Je crois que c´est une continuité assez juste par rapport à mon parcours, une continuité logique par rapport à mon travail d'actrice et de musicienne. J'ai l'impression que ce n´est pas en rupture avec ce que j'ai construit auparavant mais bien au contraire, que la réalisation de ce film réunit tout un travail effectué depuis 20 ans ; il y a eu comme une sorte d´évidence.
Je viens du chant classique, je suis contralto et j´ai beaucoup chanté,  du Monteverdi, mais aussi des lieds de Schubert,  Schuman,  Brahms, Mahler tout en me penchant très vite vers la musique contemporaine, et ce qui me plaisait c´était le mouvement influé par John Cage, Morton Feldman, et qui était extrêmement relié à l´improvisation, tout en se trouvant au croisement d'autres disciplines artistiques. Cela a contribué au rapport plastique et visuel que j'ai avec la musique. J'ai  fait de nombreux journaux sonores lorsque je voyageais dans des pays étrangers, c'était ma façon à moi de réunir les éléments d'un voyage.
Et puis je n'avais pas seulement un rôle d'interprète lorsque je chantais. Les musiciens avec lesquels j'ai travaillé étaient des musiciens expérimentaux, des musiciens avec lesquels j'improvisais et composais : mon implication était réelle dans le travail créatif. Je me souviens d'un de mes premiers travaux lorsque j'avais 20 ans avec Céleste Boursier Mougenot - "Approches" - un projet sur lequel nous avons travaillé quelques mois, inspiré du chant des sirènes dans l'Odyssée d'Homère. Dans ce projet, ma voix, posée  sur mon souffle, se dédoublait plusieurs fois de manière aléatoire sur la même courbe, la même partition (ce projet est devenu une bande son pour  une pièce de théâtre aux Amandiers en 1993).

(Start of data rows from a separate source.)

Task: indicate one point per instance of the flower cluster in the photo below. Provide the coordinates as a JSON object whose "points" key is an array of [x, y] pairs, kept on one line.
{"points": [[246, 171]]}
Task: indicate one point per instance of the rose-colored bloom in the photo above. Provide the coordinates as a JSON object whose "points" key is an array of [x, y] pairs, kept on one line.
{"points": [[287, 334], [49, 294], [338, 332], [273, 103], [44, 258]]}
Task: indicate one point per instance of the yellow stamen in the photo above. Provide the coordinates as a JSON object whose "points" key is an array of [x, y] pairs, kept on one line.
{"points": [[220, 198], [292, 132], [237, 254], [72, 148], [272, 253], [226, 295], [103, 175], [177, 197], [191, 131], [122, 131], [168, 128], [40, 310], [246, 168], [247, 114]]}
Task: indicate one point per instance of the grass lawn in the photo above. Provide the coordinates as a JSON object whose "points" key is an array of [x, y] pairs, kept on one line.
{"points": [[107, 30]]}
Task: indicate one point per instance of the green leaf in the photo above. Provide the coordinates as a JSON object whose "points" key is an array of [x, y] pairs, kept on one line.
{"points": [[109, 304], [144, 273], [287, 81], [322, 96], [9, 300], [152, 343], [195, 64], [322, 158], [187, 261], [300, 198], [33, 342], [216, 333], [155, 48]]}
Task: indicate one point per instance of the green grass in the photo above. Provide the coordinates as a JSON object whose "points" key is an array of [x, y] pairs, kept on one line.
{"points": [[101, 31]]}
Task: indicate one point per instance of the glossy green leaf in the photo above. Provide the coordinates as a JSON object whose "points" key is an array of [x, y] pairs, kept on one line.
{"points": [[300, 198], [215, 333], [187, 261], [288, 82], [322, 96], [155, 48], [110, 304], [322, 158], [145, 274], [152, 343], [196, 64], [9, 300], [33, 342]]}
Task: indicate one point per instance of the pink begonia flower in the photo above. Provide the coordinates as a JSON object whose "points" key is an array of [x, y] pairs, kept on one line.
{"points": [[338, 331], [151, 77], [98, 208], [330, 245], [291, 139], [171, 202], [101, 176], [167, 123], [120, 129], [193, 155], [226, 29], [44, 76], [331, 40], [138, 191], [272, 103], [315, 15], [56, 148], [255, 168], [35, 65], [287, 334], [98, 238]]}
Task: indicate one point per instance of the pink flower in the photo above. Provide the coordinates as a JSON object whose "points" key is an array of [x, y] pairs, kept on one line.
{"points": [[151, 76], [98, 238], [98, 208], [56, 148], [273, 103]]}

Ce film, Sibérie, était-ce avant tout un désir… ?
Oui, un  immense désir de cinéma.

…ou un hasard ?
Pas seulement un hasard mais je pense que c'est arrivé un peu comme un hasard et finalement c'est devenu quelque chose de naturel et de totalement juste et logique par rapport à mon désir et par rapport à mon parcours. Mon désir de filmer est arrivé avec ma rencontre avec Bruno Dumont. On a eu le désir de travailler ensemble, et plutôt que de nous mettre dans nos rôles habituels – c´est à dire lui-réalisateur et moi-actrice – il a soudain provoqué l'envie que nous soyons tous les deux dans la même position: à la fois acteurs et "filmeurs". J'ai eu alors l´impression qu’opérait une sorte de transmission. Je me suis pris au jeu parce que je me suis rendue compte très vite que le rapport à l´image, le fait de filmer puis le montage, étaient des choses évidentes que j'avais enfoui en moi. Au fur et à mesure de toutes les étapes de fabrication du film, je me rendais compte que je construisais à travers et en partant de tout ce que j´avais fait avant, comme une espèce de continuité, ou comme l'aboutissement d´un parcours. C’est en fait plutôt le début de quelque chose, puisque c'est le premier film que je réalise, mais je veux dire que ce film s’inscrit à l’intérieur de quelque chose que j'avais commencé à construire il y a longtemps, à des endroits très différents.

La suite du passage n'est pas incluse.